The admission desk is just to the right, so we went there and paid. While doing this, we kept hearing a very loud, booming voice. One of the workers at the desk told it was the reenactment of “The Buffalo Soldiers Story” by Trooper Briggs and that it had just started. He showed us the way to a meeting room where a gentleman dressed in a U. S. Calvary uniform was standing in front of the assortment of chairs telling his story and gesturing with great, broad motion. Trooper Briggs gave a lengthy, well detailed, presentation of an encounter with American Indians while on patrol out in the West.
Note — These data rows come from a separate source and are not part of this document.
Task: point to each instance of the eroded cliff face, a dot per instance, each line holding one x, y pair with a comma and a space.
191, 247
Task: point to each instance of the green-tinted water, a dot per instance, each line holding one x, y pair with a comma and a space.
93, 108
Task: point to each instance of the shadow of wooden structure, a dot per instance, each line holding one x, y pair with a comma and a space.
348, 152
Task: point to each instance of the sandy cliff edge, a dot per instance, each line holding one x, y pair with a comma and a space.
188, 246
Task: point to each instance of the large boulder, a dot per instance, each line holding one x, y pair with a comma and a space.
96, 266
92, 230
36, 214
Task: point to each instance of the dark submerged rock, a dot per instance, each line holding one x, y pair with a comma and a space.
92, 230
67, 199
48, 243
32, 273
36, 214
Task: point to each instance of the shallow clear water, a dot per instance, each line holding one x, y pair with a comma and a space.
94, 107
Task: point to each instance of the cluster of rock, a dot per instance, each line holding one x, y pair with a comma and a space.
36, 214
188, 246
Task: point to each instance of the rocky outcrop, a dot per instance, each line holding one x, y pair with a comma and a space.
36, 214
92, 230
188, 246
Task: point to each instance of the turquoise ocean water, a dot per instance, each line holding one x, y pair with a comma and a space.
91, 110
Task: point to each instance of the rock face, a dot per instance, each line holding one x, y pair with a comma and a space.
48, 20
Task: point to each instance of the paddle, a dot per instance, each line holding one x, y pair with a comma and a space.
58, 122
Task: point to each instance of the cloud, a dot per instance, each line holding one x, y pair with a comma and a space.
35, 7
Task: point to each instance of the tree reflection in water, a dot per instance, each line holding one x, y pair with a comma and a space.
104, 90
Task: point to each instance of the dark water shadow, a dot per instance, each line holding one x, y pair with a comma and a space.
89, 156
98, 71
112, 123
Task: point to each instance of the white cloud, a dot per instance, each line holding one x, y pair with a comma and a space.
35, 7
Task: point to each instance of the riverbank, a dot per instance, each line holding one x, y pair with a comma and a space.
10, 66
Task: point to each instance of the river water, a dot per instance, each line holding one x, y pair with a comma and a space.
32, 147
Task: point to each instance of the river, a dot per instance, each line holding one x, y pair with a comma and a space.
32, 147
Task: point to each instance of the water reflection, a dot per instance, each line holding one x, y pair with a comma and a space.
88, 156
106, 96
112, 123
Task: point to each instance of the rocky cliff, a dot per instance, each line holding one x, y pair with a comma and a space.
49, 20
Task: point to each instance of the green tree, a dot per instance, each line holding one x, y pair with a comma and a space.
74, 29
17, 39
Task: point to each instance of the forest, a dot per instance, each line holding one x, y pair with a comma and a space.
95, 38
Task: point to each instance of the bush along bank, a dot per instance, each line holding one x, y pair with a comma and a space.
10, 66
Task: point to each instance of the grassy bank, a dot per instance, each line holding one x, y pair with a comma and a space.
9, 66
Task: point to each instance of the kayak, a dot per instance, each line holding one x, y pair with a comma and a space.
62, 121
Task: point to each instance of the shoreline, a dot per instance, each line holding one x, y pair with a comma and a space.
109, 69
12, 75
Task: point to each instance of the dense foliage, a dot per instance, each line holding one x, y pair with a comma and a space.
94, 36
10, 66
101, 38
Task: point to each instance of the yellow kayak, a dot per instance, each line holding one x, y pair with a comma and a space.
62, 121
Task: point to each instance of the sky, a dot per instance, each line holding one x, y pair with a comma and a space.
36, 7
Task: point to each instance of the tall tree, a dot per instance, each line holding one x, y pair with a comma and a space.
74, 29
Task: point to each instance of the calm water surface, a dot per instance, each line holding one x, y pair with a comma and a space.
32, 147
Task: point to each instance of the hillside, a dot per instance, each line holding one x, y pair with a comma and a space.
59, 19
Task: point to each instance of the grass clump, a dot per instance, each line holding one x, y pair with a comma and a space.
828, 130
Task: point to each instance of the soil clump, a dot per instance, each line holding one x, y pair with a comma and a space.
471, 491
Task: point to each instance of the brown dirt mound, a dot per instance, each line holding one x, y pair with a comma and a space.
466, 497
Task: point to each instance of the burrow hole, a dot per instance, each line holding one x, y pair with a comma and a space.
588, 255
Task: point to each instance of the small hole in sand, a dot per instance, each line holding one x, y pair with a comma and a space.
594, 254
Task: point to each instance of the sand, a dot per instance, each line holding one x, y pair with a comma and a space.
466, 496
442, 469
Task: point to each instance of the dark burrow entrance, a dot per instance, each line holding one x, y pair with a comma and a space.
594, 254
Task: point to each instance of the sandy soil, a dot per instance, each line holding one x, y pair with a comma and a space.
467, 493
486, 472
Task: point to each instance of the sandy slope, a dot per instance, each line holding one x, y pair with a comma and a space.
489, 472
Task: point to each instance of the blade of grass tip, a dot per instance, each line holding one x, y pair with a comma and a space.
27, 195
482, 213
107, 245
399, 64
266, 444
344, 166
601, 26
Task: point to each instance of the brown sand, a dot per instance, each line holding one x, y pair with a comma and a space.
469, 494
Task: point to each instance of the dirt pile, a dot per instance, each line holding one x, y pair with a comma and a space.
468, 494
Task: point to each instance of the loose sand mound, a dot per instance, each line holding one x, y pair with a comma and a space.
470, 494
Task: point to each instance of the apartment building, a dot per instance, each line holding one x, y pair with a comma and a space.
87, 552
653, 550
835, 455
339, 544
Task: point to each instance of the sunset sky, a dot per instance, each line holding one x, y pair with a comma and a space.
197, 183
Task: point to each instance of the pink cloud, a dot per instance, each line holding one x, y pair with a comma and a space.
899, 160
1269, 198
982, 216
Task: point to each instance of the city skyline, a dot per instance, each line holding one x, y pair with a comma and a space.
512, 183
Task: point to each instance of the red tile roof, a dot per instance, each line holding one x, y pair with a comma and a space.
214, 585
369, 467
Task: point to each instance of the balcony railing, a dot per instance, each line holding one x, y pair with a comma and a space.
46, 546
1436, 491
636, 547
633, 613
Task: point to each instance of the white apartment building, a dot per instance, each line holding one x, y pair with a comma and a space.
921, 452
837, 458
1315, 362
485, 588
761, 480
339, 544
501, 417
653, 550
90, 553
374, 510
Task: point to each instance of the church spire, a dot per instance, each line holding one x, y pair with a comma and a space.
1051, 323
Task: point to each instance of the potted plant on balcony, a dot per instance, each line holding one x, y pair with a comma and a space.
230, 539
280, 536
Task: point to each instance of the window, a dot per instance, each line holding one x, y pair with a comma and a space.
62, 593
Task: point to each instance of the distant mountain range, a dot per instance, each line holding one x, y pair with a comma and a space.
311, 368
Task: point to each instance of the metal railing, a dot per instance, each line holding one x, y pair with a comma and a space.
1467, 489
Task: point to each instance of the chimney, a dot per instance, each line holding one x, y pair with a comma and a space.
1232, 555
He was able to enthrall the audience during the story and would change the tone of his voice, and his mannerisms, for several of the characters he was talking for. The “First Sergeant” was one of the most noticeable. The presentation went on for about 20-30 minutes. I have met a few true storytellers over the years; he is definitely one of them. At the close of the presentation, he abruptly marches out of the room and heads for the front of the museum, thus ending the story with the troop riding away from the battle and continuing on patrol.
It was a little startling, but very effective method of ending. The gentleman that had showed us the room came back and told us, and several others that he had brought before us, that a continuous showing of a DVD about the museum’s story was being shown in another room and he could show us where. Most everyone followed him to a smaller room where we sat and watched the show talking about why the museum was created and the people it was there to honor.